I am trying to show that $k | 12$ given $k$ is the order of $2$ mod $13$. Is it sufficient if I use Euler's theorem like this: By Euler's theorem, since (2,13) = 1, we have it that $2^{\phi(13)} \equiv 1$ (mod 13) which implies that $2^{12} \equiv 1$ (mod 13). So certainly, $k$ divides 12. Is that right?
Also, I am trying to show that $2^{i} \equiv 2^{j}$ (mod 13) $\Leftrightarrow i \equiv j$ (mod 12) however I am unsure how to start. For instance, intuitively I want to use the logarithm rules but this is probably invalid in the context of modular arithmetic. I want to use Euler's theorem since $\phi(13 = 12$ however I am unsure how to connect the two implications.
First question: If already in your class or book, it has been proved that the order of any $a$ (relatively prime to $m$) divides $\varphi(m)$, then you can say, perhaps referring to this result, that certainly the order of $2$ divides $12$.
If you do not yet have such a theorem, then you can find the order of $2$ modulo $13$ by directly computing $2^1, 2^2, \dots$ modulo $13$ until you bump into $1$. It will turn out that the order of $2$ is exactly $12$. You will need that fact for the second question.

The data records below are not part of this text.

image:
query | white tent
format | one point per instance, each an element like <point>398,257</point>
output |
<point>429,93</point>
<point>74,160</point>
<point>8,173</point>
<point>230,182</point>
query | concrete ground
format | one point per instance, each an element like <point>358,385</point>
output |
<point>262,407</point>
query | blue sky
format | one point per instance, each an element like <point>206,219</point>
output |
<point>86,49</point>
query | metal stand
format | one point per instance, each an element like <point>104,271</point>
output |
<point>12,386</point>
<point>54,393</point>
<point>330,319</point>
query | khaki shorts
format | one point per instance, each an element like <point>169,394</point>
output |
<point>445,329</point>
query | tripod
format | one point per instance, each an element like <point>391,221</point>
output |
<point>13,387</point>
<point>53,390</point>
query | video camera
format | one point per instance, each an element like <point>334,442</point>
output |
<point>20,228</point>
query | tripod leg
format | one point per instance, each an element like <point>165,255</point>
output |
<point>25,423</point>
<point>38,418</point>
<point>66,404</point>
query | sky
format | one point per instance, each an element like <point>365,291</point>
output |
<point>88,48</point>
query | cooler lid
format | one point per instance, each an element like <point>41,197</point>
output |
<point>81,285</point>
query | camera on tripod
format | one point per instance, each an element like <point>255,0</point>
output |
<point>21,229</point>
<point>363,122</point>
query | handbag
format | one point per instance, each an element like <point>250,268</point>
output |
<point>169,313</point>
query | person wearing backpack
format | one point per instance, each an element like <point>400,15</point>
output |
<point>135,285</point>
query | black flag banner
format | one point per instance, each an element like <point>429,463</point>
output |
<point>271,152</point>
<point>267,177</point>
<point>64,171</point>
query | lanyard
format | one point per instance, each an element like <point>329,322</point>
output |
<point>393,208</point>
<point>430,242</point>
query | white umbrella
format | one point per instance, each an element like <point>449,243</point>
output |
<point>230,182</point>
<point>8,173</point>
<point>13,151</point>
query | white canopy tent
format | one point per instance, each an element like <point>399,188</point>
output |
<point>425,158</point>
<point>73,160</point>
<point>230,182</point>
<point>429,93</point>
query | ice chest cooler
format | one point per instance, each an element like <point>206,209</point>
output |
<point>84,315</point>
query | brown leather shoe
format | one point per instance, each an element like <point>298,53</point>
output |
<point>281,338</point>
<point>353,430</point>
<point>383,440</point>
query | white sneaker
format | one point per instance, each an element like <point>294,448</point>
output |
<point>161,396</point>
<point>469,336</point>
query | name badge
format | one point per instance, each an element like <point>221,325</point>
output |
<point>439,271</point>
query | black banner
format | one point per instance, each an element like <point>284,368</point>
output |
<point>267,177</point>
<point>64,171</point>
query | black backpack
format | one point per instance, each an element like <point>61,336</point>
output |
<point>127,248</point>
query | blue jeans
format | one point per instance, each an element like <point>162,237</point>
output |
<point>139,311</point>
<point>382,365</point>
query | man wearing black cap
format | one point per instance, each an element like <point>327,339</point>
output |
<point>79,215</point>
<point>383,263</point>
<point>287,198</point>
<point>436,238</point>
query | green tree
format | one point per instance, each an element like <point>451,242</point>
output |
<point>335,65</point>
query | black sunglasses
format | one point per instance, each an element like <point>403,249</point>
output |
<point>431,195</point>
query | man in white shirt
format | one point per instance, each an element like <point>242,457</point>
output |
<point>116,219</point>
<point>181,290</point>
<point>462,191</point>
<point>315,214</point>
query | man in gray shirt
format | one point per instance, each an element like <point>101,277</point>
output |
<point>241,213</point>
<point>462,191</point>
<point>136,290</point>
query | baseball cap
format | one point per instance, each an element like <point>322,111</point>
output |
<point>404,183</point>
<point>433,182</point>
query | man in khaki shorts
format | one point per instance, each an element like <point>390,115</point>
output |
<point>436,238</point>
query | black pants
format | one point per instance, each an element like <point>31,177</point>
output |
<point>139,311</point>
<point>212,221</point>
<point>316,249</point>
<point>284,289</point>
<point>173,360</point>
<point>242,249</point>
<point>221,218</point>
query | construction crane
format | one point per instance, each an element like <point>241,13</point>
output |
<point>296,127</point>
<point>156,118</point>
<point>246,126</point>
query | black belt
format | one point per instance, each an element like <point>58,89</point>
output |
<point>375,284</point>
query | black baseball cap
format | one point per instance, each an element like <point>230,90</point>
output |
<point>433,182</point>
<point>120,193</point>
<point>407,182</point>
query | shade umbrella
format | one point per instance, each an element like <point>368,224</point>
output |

Second question: Assume $i$ and $j$ are non-negative integers, and that $i\le j$. Then $2^i\equiv 2^j\pmod{13}$ if and only if $2^{j-i}\equiv 1\pmod{13}$.

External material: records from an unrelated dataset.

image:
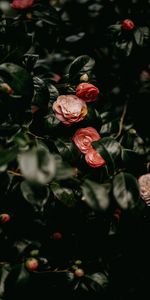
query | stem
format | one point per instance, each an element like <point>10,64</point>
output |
<point>14,173</point>
<point>122,120</point>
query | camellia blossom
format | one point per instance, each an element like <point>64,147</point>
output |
<point>70,109</point>
<point>83,138</point>
<point>94,159</point>
<point>87,91</point>
<point>144,183</point>
<point>22,4</point>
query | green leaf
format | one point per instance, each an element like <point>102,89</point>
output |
<point>96,195</point>
<point>81,65</point>
<point>126,191</point>
<point>67,150</point>
<point>8,155</point>
<point>139,37</point>
<point>4,272</point>
<point>63,194</point>
<point>96,282</point>
<point>61,166</point>
<point>129,48</point>
<point>110,150</point>
<point>37,164</point>
<point>36,195</point>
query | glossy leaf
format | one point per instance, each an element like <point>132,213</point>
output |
<point>126,191</point>
<point>96,195</point>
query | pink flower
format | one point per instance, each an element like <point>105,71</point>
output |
<point>94,159</point>
<point>83,138</point>
<point>144,183</point>
<point>69,109</point>
<point>21,4</point>
<point>87,92</point>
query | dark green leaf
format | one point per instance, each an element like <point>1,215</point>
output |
<point>8,155</point>
<point>4,271</point>
<point>139,37</point>
<point>63,194</point>
<point>110,150</point>
<point>129,48</point>
<point>97,283</point>
<point>82,64</point>
<point>96,195</point>
<point>126,191</point>
<point>36,195</point>
<point>60,167</point>
<point>67,150</point>
<point>37,164</point>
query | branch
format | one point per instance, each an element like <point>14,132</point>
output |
<point>122,120</point>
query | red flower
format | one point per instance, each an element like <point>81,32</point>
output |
<point>144,183</point>
<point>4,218</point>
<point>128,24</point>
<point>94,159</point>
<point>69,109</point>
<point>32,264</point>
<point>22,4</point>
<point>87,92</point>
<point>57,236</point>
<point>83,138</point>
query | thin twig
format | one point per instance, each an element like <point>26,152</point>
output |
<point>14,173</point>
<point>36,136</point>
<point>122,120</point>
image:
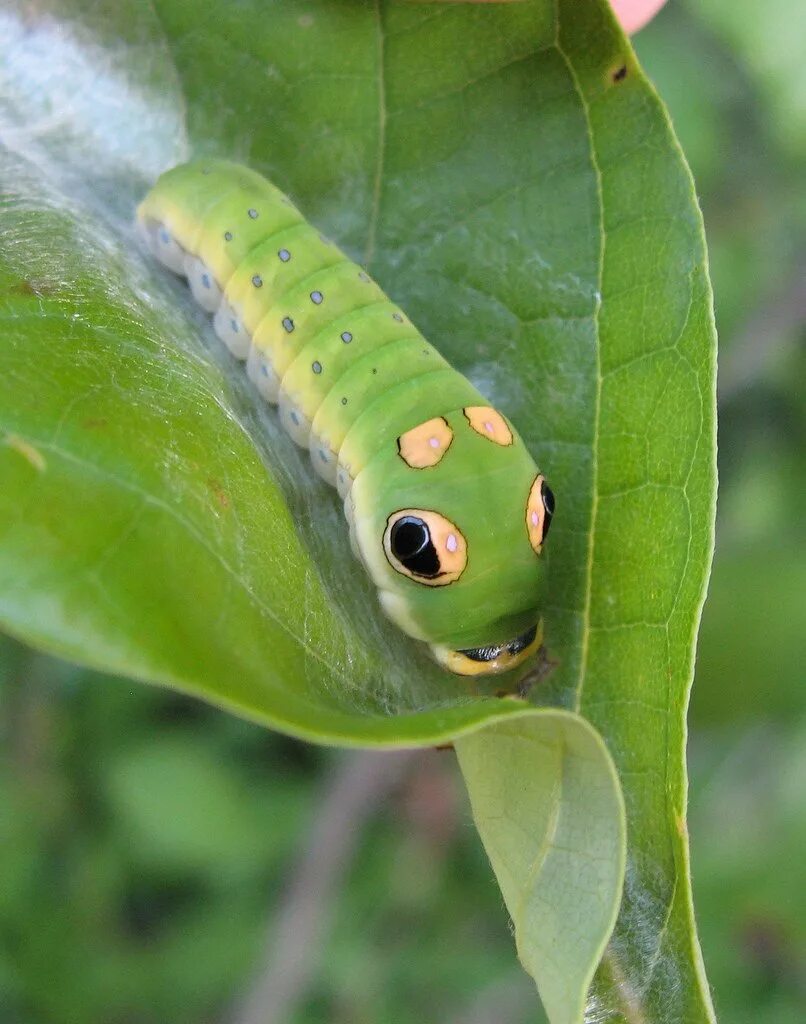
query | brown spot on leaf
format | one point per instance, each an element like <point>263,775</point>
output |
<point>34,286</point>
<point>218,492</point>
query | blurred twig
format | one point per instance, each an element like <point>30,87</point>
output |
<point>767,334</point>
<point>359,783</point>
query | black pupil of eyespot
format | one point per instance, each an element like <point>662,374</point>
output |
<point>548,503</point>
<point>411,545</point>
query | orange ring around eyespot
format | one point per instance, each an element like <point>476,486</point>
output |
<point>536,514</point>
<point>448,540</point>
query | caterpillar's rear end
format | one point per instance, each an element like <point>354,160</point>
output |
<point>446,507</point>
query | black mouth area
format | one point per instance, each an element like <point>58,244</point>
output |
<point>513,647</point>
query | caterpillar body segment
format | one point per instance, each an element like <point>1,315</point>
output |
<point>446,507</point>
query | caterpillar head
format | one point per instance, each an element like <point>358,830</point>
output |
<point>451,524</point>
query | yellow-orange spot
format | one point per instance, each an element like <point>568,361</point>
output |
<point>26,449</point>
<point>536,514</point>
<point>425,444</point>
<point>448,542</point>
<point>489,423</point>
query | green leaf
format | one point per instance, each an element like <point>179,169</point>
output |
<point>546,813</point>
<point>513,180</point>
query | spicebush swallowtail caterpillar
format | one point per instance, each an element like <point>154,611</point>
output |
<point>447,509</point>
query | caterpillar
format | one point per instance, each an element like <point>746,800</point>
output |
<point>446,507</point>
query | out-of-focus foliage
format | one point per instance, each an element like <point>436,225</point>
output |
<point>108,914</point>
<point>732,75</point>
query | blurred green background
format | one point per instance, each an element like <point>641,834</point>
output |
<point>147,842</point>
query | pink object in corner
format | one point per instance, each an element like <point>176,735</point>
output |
<point>634,14</point>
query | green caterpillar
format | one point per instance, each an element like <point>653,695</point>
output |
<point>447,509</point>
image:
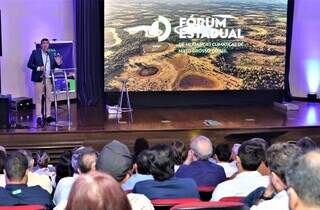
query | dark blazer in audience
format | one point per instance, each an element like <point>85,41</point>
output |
<point>171,188</point>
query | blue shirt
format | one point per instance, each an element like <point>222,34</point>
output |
<point>203,172</point>
<point>171,188</point>
<point>21,194</point>
<point>134,179</point>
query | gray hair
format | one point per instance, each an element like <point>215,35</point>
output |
<point>303,176</point>
<point>279,155</point>
<point>202,153</point>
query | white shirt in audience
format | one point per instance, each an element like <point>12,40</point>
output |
<point>279,202</point>
<point>229,168</point>
<point>63,189</point>
<point>243,184</point>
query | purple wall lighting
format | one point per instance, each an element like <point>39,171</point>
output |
<point>313,75</point>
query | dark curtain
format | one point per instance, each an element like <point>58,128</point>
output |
<point>88,18</point>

If you want to prove this, use the fact that if $a$ and $m$ are relatively prime, then $ax\equiv ay\pmod{m}$ if and only if $x\equiv y\pmod{m}$. Since $2$ has order exactly $12$, we have $2^{j-i}\equiv 1\pmod{13}$ if and only if $12$ divides $j-i$. An essentially identical argument takes care of the case $i\gt j$.
If you want to also deal with possibly negative integers $i$ and/or $j$, you will have to define what you mean by $2^{-k}$ for positive $k$. This can be done, but it is not the ordinary $2^{-k}$, it is the multiplicative inverse of $2^k$ modulo $13$.